Make a histogram of the total number of steps taken each day and Calculate and report the mean and median total number of steps taken per day. Do these values differ from the estimates from the first part of the assignment? What is the impact of imputing missing data on the estimates of the total daily number of steps?

##Create sum of steps per date to compare with step 1
sumTable2 <- aggregate(mergeData$steps ~ mergeData$date, FUN=sum, )
colnames(sumTable2)<- c("Date", "Steps")

## Mean of Steps with NA data taken care of
as.integer(mean(sumTable2$Steps))
## [1] 10821
## Median of Steps with NA data taken care of
as.integer(median(sumTable2$Steps))
## [1] 11015
## Creating the histogram of total steps per day, categorized by data set to show impact
hist(sumTable2$Steps, breaks=5, xlab="Steps", main = "Total Steps per Day with NAs Fixed", col="yellow")
hist(sumTable$Steps, breaks=5, xlab="Steps", main = "Total Steps per Day with NAs Fixed", col="blue", add=T)
legend("topright", c("Imputed Data", "Non-NA Data"), fill=c("yellow", "blue") )

The new mean of the imputed data is 10821 steps compared to the old mean of 10766 steps.
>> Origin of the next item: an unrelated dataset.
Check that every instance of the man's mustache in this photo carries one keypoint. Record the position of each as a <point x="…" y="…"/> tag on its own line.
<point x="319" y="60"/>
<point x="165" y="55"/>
That creates a difference of 55 steps on average per day.

The new median of the imputed data is 11015 steps compared to the old median of 10765 steps. That creates a difference of 250 steps for the median.

However, the overall shape of the distribution has not changed.

Are there differences in activity patterns between weekdays and weekends?

Create a new factor variable in the dataset with two levels - “weekday” and “weekend” indicating whether a given date is a weekday or weekend day.

## Create new category based on the days of the week
mergeData$DayCategory <- ifelse(mergeData$day %in% c("Saturday", "Sunday"), "Weekend", "Weekday")

Make a panel plot containing a time series plot (i.e. type = “l”) of the 5-minute interval (x-axis) and the average number of steps taken, averaged across all weekday days or weekend days (y-axis).

## Summarize data by interval and type of day
intervalTable2 <- ddply(mergeData, .(interval, DayCategory), summarize, Avg = mean(steps))

##Plot data in a panel plot
xyplot(Avg~interval|DayCategory, data=intervalTable2, type="l",  layout = c(1,2),
       main="Average Steps per Interval Based on Type of Day", 
       ylab="Average Number of Steps", xlab="Interval")

Yes, the step activity trends are different based on whether the day occurs on a weekend or not. This may be due to people having an increased opportunity for activity beyond normal work hours for those who work during the week.